“An untamed wildcat—if you ask me,” chuckled Bill.

“Why, thanks a lot, William!” Dorothy’s hearers were abruptly aware of the changed quality of her voice as she continued to speak in melting tones of pained acceptance. “But nobody did ask you, darling, so in future when your betters are conversing, be good enough to button up that lip of yours!” She finished her withering tirade in the same quiet tones and with a positively shrinking demeanor that sent the others into shouts of laughter.

“Say, you’re Janet to a T!” cried Howard. “Her voice is always like that if I happen to hurt her feelings.”

“How about her hair, Howard? Is it long or short?”

“Oh, she wears it bobbed like yours.”

“I suppose,” Dorothy said to Mr.
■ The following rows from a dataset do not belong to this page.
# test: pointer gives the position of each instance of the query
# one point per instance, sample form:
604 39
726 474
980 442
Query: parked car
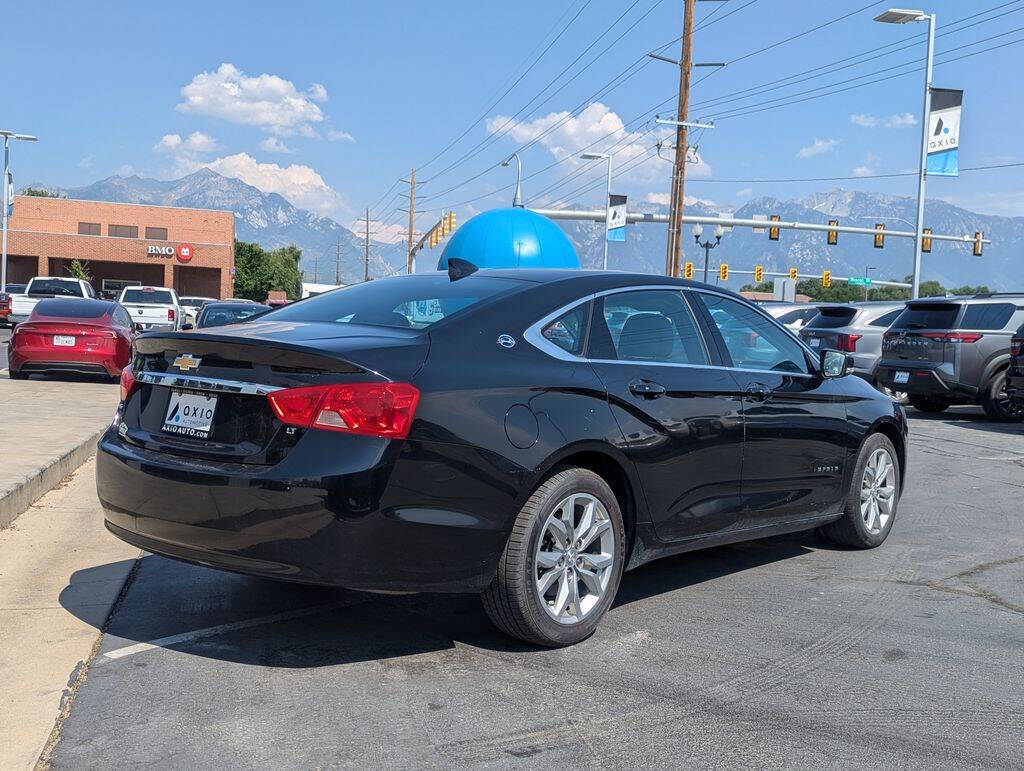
192 305
153 307
855 329
5 300
954 350
222 313
792 314
513 444
1015 372
43 287
74 335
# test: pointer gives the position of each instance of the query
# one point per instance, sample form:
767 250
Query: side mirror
834 363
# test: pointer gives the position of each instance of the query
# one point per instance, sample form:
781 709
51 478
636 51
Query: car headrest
646 337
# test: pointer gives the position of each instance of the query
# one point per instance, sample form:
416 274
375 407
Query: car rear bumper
366 529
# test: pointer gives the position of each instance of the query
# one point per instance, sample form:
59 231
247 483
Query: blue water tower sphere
509 239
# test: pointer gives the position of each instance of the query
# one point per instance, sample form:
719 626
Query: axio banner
943 132
616 217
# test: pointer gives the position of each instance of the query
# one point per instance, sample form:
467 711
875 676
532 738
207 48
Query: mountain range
270 220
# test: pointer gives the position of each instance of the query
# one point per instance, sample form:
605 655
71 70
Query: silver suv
954 350
855 329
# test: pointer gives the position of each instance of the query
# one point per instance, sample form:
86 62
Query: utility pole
674 250
366 259
412 216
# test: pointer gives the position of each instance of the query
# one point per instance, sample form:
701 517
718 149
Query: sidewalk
49 427
60 572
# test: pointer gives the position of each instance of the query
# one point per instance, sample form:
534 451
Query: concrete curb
25 493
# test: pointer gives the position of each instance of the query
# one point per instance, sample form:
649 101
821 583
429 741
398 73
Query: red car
90 337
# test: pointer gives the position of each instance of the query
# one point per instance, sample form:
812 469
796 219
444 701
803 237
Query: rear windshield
141 296
72 308
829 318
931 315
408 302
55 287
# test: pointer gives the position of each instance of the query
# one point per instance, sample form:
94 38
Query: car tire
544 590
872 499
997 403
933 404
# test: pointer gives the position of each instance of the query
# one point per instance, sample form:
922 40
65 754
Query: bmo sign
183 252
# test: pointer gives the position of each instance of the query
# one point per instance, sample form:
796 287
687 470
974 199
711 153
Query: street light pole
7 198
900 16
607 198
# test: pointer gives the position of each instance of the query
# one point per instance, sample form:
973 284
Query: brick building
192 250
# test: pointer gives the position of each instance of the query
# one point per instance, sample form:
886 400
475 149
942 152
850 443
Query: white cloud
267 101
597 126
897 120
900 120
816 147
335 135
299 184
273 144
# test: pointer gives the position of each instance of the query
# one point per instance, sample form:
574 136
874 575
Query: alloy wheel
878 490
574 557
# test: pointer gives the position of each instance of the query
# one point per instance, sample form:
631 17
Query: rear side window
930 315
830 318
886 319
989 315
568 331
650 326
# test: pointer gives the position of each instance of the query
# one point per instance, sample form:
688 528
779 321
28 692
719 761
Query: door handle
648 389
758 392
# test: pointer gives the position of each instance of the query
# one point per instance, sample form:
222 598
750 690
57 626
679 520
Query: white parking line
165 642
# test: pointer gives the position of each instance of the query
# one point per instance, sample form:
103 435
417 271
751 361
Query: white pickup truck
153 307
43 287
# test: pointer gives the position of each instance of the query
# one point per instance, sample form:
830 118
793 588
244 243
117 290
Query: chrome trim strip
532 333
206 384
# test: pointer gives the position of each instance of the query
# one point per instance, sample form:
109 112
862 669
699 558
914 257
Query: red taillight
953 337
128 383
373 409
848 343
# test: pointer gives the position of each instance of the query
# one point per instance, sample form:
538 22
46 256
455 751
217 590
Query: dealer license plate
190 414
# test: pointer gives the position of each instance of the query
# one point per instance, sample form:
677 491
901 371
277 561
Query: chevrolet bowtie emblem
186 361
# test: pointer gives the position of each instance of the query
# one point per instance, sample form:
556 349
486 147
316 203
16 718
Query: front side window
568 331
753 341
647 326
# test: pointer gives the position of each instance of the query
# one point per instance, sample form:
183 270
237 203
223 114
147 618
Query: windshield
55 287
218 315
407 302
153 296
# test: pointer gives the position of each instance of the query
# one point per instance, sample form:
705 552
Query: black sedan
527 435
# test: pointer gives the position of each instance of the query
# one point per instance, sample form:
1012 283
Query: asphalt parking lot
783 651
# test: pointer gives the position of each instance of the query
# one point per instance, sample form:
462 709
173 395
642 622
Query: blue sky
329 103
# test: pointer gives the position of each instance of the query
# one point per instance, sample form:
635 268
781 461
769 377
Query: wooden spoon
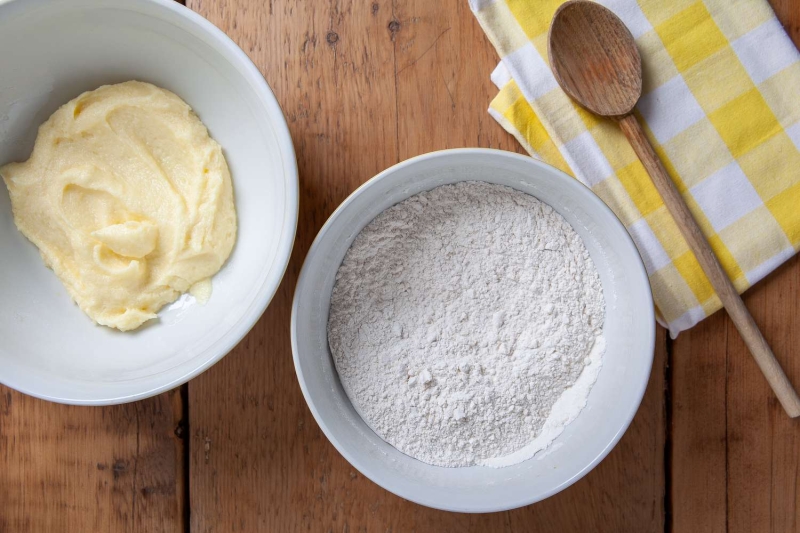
595 60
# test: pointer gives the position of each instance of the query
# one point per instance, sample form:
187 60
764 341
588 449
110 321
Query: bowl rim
353 459
232 53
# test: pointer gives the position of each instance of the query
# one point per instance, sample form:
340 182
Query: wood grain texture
80 469
734 454
737 312
365 85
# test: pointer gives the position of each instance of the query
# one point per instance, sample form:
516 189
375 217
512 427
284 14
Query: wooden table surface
365 84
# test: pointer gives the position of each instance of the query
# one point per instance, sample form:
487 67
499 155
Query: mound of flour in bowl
466 325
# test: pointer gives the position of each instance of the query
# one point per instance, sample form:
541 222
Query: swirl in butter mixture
129 201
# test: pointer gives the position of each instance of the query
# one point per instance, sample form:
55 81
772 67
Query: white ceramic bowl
52 51
629 330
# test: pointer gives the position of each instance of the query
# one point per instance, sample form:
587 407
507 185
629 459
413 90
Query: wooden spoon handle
708 262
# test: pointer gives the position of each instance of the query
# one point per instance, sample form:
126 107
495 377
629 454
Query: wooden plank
697 431
734 453
364 85
78 469
763 443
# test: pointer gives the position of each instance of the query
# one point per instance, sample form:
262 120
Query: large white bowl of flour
628 330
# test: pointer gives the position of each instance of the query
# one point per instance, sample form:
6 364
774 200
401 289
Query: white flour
460 317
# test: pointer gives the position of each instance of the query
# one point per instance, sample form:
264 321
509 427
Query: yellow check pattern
720 104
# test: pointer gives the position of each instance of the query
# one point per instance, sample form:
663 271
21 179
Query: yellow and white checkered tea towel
721 104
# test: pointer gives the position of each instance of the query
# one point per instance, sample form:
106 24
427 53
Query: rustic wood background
365 84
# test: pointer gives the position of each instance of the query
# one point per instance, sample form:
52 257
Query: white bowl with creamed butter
49 347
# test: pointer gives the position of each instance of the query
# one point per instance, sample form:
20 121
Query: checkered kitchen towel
721 103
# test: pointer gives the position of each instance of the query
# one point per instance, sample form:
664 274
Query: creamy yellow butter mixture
128 199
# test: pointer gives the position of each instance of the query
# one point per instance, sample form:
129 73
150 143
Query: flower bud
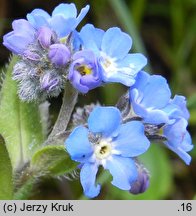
46 37
48 82
59 54
85 71
31 55
142 182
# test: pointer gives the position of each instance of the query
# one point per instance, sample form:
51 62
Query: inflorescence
52 52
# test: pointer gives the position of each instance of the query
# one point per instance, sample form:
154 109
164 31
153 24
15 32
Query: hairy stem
69 100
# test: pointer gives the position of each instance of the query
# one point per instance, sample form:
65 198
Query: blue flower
59 54
176 108
85 71
178 139
149 96
63 21
112 48
110 144
22 35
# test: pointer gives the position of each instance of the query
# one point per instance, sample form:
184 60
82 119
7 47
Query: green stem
69 101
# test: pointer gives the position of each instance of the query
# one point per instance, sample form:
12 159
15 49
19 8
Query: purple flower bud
85 71
31 55
142 182
59 54
49 82
46 37
19 39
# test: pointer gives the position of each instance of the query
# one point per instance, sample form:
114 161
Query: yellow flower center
84 70
103 150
Sanborn, “that you want to smuggle me into the flat and have me change places with her?”

“That’s the idea exactly,” admitted the detective. “And I don’t want you to make your decision until I explain my plan in detail—or, rather, the necessity for the risk you will be taking.”

“Shoot—” said Miss Dixon, “but I can tell you right now, risk or no risk, I’m going through with it. Janet, after all she’s been through and from what Howard has told us, is bound to flop once she gets to Dr. Winn’s. Nervous, and probably high strung, the chances are against her being able to hold up under the strain.”
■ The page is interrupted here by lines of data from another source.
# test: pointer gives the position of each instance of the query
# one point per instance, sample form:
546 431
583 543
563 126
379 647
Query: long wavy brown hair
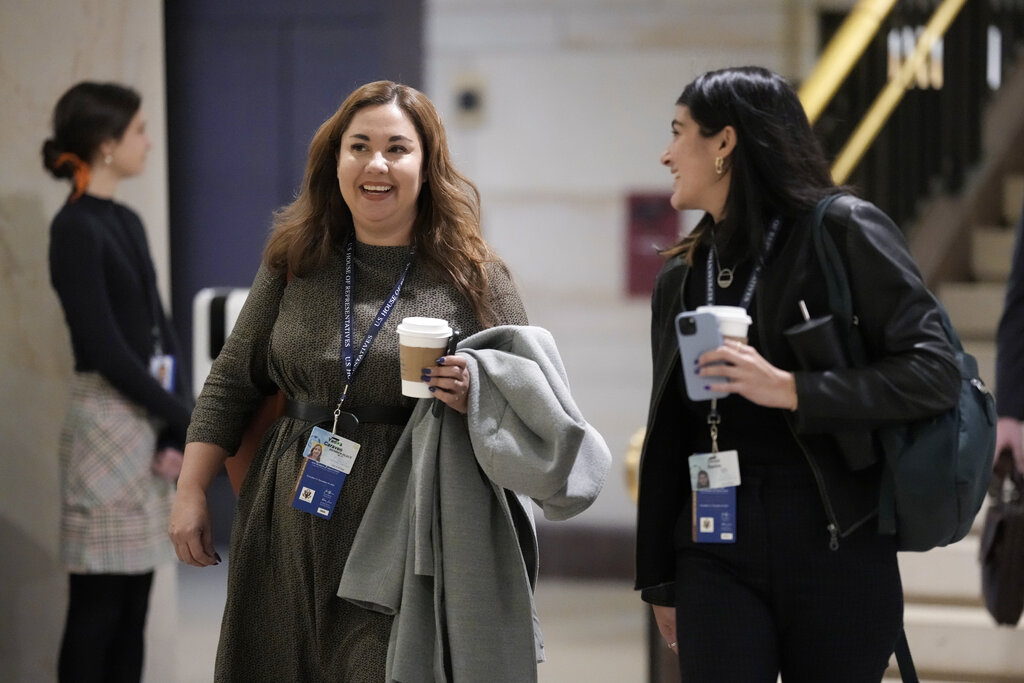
446 230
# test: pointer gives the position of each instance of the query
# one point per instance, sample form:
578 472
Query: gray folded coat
448 543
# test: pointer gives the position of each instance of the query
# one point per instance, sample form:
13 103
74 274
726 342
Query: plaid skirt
114 510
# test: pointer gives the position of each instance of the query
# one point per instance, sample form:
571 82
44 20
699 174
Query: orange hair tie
81 172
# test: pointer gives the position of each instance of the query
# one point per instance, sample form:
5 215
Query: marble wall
45 47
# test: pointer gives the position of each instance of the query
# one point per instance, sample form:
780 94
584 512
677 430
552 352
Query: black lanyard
753 282
714 419
350 360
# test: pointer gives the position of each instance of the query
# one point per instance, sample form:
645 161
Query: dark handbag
1001 551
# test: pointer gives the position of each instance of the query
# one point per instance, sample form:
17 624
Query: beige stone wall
45 47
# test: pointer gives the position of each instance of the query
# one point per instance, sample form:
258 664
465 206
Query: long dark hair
778 167
446 230
85 117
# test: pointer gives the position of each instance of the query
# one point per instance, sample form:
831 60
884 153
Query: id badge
162 368
327 461
715 470
715 515
714 477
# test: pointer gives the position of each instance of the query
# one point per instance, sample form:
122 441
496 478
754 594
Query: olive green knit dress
283 620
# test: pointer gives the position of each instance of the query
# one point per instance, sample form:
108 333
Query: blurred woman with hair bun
121 443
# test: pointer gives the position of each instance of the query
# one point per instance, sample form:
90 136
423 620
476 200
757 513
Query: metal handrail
886 102
842 53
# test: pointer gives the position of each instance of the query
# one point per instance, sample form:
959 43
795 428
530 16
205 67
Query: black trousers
779 600
104 632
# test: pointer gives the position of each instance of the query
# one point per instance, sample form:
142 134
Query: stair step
974 307
991 252
1013 194
943 575
950 643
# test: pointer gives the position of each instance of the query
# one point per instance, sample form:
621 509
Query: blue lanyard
752 284
349 363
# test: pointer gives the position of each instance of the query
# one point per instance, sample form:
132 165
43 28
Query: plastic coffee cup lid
424 327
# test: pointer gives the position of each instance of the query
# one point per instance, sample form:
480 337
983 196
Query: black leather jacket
912 374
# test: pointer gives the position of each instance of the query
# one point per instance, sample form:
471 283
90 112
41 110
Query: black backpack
936 470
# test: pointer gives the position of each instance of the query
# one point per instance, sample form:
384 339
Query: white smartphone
697 333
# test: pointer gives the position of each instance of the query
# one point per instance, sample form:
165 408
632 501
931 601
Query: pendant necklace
724 278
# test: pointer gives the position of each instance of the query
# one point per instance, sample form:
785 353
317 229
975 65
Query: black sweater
102 272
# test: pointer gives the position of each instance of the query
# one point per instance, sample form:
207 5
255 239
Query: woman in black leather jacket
806 587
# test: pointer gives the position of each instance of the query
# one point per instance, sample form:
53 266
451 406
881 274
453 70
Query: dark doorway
247 86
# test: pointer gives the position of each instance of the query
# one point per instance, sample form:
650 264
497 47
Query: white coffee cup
421 342
733 322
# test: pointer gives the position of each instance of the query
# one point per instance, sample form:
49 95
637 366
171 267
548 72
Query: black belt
388 415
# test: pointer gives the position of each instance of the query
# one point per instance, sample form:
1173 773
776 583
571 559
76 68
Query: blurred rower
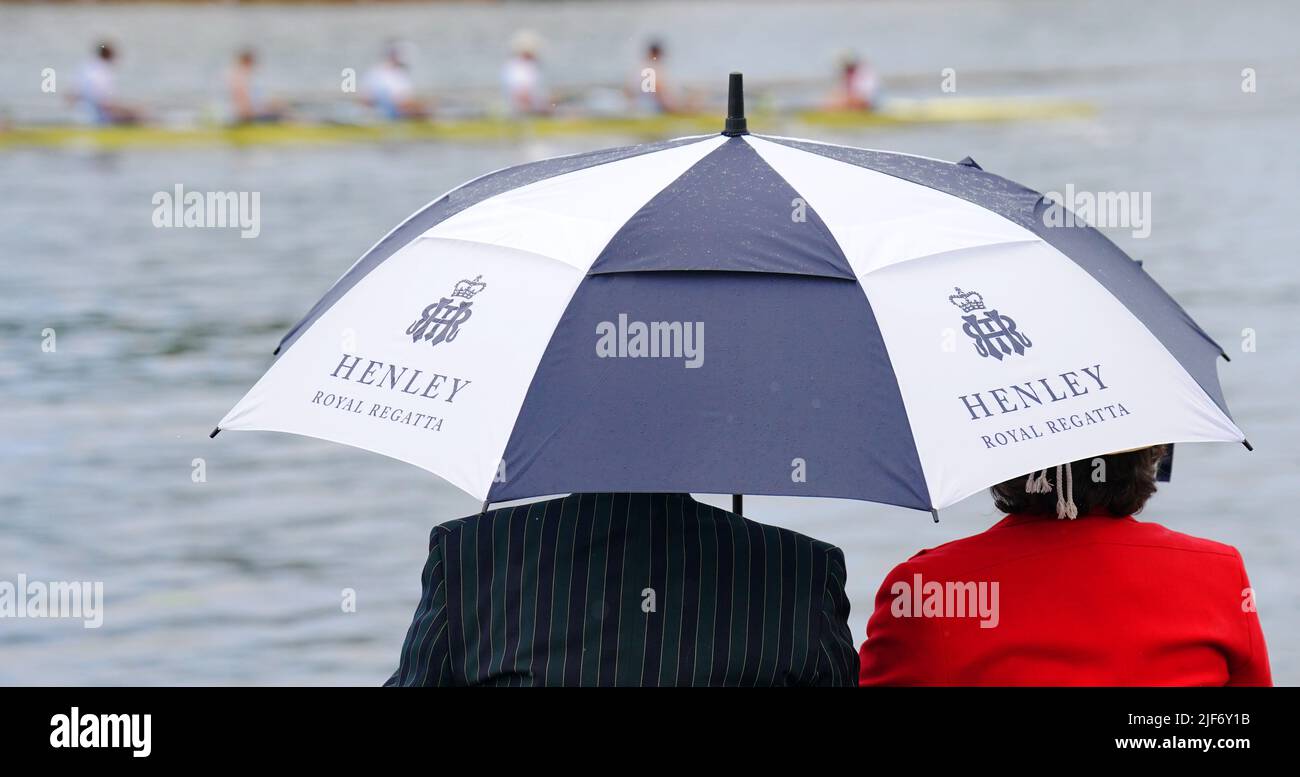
96 90
649 92
857 86
388 86
521 77
246 99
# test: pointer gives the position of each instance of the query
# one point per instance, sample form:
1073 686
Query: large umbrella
741 313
“I think you are right about that. But although Janet is in serious danger, she could be rescued and her father guarded without bringing you into the picture, Dorothy, if it were not for one thing. These men who hold Janet in their custody are in some way mixed up with Dr. Winn, who has undertaken to make some very important experiments for the United States government.”

“I make a bet that he is Number 1 of the gang!” ventured Bill, the irrepressible.